Metadata-Version: 2.4
Name: citests
Version: 0.1.0
Summary: A toolkit for robust conditional independence testing in causal discovery.
Author: Pavel Averin
License: MIT License
License-File: LICENSE
Classifier: Intended Audience :: Science/Research
Classifier: Operating System :: OS Independent
Classifier: Programming Language :: Python :: 3
Classifier: Topic :: Scientific/Engineering
Requires-Python: >=3.11
Requires-Dist: numpy
Requires-Dist: pandas
Requires-Dist: scikit-learn
Requires-Dist: scipy
Requires-Dist: statsmodels
Provides-Extra: causallearn
Requires-Dist: causal-learn; extra == 'causallearn'
Provides-Extra: dev
Requires-Dist: ipykernel; extra == 'dev'
Requires-Dist: ipython; extra == 'dev'
Requires-Dist: jupyterlab; extra == 'dev'
Requires-Dist: pytest; extra == 'dev'
Provides-Extra: docs
Requires-Dist: furo>=2024.1; extra == 'docs'
Requires-Dist: linkify-it-py>=2; extra == 'docs'
Requires-Dist: myst-parser>=2; extra == 'docs'
Requires-Dist: sphinx-autoapi>=3; extra == 'docs'
Requires-Dist: sphinx>=7; extra == 'docs'
Provides-Extra: pycomets
Requires-Dist: xgboost; extra == 'pycomets'
Provides-Extra: r
Requires-Dist: rpy2; extra == 'r'
Provides-Extra: tigramite
Requires-Dist: numba; extra == 'tigramite'
Requires-Dist: numpy<2; extra == 'tigramite'
Requires-Dist: tigramite; extra == 'tigramite'
Description-Content-Type: text/markdown

# `citests`: A Conditional Independence Test Toolkit

[![Documentation](https://img.shields.io/badge/docs-averinpa.github.io-blue.svg)](https://averinpa.github.io/constraint-based-causal-discovery-suite/citests/)
[![License: MIT](https://img.shields.io/badge/License-MIT-yellow.svg)](https://opensource.org/licenses/MIT)

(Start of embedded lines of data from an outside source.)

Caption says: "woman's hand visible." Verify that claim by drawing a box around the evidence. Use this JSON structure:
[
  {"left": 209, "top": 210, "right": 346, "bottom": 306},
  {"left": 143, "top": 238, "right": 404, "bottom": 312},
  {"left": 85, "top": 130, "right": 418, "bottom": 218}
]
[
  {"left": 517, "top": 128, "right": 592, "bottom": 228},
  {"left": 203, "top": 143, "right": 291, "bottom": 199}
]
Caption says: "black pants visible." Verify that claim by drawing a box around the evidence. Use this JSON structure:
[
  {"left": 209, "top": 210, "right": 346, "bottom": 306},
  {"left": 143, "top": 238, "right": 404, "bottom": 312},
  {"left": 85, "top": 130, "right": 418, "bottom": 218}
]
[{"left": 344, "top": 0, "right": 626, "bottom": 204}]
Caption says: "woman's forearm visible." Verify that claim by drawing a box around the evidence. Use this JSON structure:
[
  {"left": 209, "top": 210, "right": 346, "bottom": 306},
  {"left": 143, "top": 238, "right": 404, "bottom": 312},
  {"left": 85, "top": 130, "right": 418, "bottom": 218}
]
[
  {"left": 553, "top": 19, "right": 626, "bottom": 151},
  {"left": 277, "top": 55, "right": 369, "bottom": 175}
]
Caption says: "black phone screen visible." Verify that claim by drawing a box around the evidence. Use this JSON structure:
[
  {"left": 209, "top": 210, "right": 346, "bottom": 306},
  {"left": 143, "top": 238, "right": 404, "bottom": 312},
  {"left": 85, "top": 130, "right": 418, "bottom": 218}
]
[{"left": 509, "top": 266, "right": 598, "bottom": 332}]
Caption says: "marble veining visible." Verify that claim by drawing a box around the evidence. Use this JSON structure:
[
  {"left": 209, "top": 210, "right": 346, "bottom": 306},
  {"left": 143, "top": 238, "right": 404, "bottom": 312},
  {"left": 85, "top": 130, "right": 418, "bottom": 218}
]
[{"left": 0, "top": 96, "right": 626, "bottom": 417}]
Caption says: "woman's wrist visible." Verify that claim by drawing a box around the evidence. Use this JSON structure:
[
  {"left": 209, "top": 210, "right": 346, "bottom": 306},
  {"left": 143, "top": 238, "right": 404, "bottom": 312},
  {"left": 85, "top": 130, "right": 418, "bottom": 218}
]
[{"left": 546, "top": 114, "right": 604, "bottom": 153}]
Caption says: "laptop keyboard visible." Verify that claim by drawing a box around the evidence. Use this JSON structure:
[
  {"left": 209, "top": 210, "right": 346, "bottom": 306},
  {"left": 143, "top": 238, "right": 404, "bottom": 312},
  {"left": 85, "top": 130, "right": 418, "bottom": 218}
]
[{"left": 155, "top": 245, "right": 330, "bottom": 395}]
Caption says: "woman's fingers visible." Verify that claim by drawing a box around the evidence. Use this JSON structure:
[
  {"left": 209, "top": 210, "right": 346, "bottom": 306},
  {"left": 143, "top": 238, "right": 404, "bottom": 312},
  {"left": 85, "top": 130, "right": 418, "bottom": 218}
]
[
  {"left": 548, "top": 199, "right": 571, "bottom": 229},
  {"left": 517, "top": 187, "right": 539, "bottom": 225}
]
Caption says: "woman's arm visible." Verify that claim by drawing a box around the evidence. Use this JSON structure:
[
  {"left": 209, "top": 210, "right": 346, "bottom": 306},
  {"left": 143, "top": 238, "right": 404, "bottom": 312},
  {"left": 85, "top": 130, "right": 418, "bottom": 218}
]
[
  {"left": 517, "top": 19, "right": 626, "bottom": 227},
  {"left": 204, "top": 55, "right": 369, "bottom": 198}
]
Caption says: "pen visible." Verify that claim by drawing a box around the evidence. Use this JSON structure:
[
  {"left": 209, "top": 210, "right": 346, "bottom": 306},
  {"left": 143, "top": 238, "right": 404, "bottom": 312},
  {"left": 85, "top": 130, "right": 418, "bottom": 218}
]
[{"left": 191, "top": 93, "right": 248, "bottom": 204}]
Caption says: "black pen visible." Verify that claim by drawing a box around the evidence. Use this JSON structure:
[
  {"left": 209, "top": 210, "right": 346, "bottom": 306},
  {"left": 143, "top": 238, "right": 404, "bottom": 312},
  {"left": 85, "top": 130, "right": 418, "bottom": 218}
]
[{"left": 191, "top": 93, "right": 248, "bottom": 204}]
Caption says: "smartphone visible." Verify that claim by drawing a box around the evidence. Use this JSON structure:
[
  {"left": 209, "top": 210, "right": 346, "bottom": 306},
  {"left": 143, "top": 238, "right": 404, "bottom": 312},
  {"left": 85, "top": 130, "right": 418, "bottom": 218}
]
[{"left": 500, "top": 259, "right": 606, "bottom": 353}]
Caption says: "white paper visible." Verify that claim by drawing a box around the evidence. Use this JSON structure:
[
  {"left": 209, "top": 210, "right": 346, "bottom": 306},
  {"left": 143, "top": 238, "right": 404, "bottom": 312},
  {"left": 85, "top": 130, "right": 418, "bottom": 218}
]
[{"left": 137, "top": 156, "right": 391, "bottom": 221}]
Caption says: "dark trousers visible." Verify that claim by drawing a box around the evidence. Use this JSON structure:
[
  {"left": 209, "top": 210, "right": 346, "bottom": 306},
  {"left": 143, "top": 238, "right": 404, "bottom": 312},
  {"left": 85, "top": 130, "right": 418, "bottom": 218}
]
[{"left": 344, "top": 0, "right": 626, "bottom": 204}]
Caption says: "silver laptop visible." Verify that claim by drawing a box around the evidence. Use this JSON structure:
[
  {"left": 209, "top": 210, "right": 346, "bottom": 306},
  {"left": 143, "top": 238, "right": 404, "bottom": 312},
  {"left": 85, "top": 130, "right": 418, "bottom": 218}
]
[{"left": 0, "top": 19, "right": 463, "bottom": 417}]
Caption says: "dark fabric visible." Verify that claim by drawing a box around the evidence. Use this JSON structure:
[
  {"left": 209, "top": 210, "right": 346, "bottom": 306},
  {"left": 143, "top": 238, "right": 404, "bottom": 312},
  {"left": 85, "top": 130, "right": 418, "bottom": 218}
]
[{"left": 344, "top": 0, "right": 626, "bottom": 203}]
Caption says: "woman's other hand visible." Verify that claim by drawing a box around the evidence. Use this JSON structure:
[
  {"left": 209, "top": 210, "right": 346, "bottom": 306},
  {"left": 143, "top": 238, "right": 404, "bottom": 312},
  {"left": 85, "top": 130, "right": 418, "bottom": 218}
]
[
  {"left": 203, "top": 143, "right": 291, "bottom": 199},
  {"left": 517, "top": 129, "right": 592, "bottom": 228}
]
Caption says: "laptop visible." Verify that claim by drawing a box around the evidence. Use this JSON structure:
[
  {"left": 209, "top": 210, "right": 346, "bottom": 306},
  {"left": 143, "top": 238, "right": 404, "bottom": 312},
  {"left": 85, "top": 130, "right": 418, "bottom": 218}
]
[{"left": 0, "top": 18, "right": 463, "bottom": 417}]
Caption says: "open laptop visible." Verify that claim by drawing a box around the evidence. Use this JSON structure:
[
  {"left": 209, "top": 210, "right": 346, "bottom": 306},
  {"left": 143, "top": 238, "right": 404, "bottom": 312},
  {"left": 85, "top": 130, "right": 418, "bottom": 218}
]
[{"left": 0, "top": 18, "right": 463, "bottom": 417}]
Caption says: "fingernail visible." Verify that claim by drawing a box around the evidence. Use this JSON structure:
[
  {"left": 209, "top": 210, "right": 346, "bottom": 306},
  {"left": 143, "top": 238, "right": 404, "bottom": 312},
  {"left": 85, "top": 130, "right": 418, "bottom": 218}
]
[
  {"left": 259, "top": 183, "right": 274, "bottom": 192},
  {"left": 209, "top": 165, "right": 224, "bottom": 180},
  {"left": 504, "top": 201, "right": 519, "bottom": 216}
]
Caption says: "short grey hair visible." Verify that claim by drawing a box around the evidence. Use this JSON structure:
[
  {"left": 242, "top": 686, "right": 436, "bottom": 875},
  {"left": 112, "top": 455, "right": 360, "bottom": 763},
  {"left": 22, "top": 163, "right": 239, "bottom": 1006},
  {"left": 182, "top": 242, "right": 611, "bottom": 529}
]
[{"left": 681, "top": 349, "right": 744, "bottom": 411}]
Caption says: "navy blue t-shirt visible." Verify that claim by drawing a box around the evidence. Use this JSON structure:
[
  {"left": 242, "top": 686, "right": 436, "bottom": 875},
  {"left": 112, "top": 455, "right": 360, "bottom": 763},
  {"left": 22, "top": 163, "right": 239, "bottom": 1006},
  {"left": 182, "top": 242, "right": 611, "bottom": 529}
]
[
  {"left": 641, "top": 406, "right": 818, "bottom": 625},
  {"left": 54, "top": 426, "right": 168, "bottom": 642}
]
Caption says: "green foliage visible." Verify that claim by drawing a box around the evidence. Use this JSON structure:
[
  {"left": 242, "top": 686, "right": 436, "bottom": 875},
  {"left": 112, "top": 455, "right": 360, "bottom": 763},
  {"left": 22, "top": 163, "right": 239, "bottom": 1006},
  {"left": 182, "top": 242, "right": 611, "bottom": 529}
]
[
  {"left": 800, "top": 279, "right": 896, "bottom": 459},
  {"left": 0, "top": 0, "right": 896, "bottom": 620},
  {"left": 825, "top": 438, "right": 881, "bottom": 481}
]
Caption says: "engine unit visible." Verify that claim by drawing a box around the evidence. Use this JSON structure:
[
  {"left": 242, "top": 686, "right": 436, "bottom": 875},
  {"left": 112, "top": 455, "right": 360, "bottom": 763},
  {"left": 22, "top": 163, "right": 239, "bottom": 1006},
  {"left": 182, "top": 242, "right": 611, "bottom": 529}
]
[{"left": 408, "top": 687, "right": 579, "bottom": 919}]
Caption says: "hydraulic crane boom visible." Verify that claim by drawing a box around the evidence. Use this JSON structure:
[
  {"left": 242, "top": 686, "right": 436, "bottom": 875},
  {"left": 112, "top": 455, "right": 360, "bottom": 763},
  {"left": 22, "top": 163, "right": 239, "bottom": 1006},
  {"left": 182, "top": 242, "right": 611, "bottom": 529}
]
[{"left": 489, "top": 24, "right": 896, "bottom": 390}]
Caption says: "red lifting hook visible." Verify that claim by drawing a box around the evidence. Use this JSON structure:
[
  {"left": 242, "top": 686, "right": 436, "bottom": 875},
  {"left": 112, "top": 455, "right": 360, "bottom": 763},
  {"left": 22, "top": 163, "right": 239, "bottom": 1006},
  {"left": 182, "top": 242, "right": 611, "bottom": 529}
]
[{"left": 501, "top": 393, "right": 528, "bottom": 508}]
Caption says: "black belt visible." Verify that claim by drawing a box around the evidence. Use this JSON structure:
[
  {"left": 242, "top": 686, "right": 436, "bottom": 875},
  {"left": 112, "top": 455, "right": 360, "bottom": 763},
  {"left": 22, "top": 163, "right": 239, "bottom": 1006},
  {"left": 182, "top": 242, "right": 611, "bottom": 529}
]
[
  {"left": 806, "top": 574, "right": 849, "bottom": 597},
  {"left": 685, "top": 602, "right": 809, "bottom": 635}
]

Full [documentation](https://averinpa.github.io/constraint-based-causal-discovery-suite/citests/) is hosted on GitHub Pages.

`citests` is a Python library that provides a comprehensive toolkit for conditional independence (CI) testing. It is designed to be seamlessly integrated with the [`causal-learn`](https://github.com/cmu-phil/causal-learn) package and offers a collection of partial correlation, contingency table, regression, nearest neighbor, kernel, and machine-learning-based CI tests, plus adapter strategies.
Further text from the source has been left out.